The cluster configuration could look as follows:

  clusters:
  - name: dynamic_forward_proxy_cluster
    connect_timeout: 1s
    lb_policy: CLUSTER_PROVIDED
    cluster_type:
      name: envoy.clusters.dynamic_forward_proxy
      typed_config:
        "@type": type.googleapis.com/envoy.extensions.clusters.dynamic_forward_proxy.v3.ClusterConfig
        dns_cache_config:
          name: dynamic_forward_proxy_cache_config
          dns_lookup_family: V4_ONLY
+       upstream_filters:
+         - upstream_filter_match:
+           prefix_ranges:
+           - address_prefix: 10.0.0.0
+             prefix_len: 8
+           filters:
+             - direct_response:
+               status: 403
+               body:
+                 inline_string: |
+                   Forbidden
+         - upstream_filter_match:
+           prefix_ranges:
+           - address_prefix: 0.0.0.0
+             prefix_len: 0
+           filters:
+             - proxy_pass: {}
mattklein123 commented 3 years ago

Would a more general solution for ^ be upstream HTTP filters? https://github.com/envoyproxy/envoy/issues/10455 cc @snowp

snowp commented 3 years ago

Yeah I think it would be a good fit, we'd be able to couple this with the unified matching and composite filters to provide per match filter application

aSapien commented 3 years ago

@mattklein123 Of course, I would always prefer the general solution as long as it provides the building blocks to compose for a specific use-case :)

@snowp I see that there hadn't been much activity in #10455 recently. What can be done to push it forward?

snowp commented 3 years ago

I haven't had the time to work on it in a bit, though if someone wants to pick it up I would happily review. There is still quite a bit of work left, I had https://github.com/envoyproxy/envoy/pull/13095 open as a POC of integrating the filter manager with the router, which opens up for making upstream HTTP filters configurable via the API.

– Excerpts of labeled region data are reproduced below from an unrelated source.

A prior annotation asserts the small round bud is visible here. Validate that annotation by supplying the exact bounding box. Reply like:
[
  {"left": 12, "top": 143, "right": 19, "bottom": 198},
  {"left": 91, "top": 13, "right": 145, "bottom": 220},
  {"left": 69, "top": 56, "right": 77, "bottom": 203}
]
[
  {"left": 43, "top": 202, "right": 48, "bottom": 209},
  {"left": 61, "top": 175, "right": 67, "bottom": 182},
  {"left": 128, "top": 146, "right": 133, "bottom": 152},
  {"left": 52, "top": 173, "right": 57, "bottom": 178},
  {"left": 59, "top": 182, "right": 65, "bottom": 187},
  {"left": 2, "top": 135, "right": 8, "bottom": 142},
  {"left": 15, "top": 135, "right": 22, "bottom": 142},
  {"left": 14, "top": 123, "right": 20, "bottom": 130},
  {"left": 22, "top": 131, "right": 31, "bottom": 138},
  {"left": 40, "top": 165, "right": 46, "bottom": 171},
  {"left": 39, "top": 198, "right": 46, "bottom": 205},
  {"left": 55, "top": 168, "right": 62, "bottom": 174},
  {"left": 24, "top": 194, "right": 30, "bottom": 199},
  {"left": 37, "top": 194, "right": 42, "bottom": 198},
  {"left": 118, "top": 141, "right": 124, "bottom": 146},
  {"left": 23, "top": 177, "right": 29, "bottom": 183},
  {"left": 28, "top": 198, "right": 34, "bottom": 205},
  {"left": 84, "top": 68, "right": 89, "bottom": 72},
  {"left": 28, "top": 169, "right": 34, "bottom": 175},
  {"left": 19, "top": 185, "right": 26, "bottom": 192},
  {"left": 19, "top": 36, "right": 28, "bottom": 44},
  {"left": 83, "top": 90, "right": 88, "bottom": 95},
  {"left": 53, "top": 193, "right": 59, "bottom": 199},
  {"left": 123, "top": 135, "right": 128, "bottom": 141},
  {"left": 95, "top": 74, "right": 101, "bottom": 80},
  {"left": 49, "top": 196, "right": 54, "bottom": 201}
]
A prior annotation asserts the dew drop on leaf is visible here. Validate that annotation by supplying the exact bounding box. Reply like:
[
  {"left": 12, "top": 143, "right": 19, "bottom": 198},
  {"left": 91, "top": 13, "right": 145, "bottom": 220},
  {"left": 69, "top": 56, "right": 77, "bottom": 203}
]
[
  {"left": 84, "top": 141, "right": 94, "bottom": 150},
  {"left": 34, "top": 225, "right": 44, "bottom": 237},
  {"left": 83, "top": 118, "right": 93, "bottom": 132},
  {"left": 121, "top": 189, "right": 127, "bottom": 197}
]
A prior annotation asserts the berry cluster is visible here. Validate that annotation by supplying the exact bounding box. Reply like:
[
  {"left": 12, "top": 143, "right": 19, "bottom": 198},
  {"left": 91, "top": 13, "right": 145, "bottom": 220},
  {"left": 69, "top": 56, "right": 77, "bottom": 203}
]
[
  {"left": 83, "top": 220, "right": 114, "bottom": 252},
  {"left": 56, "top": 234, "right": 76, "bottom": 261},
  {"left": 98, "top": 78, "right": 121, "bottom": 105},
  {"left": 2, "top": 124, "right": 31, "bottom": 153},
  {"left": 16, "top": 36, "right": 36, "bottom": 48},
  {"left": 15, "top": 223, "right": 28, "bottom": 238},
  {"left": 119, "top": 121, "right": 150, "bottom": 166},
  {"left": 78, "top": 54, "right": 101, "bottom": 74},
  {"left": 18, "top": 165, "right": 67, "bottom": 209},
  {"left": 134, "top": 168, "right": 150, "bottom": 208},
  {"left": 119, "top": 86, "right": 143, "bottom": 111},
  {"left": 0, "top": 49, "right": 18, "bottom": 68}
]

aSapien commented 3 years ago

I would pick it up but I'm afraid I need to catch up on my cpp first 😅

github-actions[bot] commented 3 years ago

This issue has been automatically marked as stale because it has not had activity in the last 30 days. It will be closed in the next 7 days unless it is tagged "help wanted" or "no stalebot" or other activity occurs. Thank you for your contributions.

github-actions[bot] commented 3 years ago

This issue has been automatically closed because it has not had activity in the last 37 days. If this issue is still valid, please ping a maintainer and ask them to label it as "help wanted" or "no stalebot". Thank you for your contributions.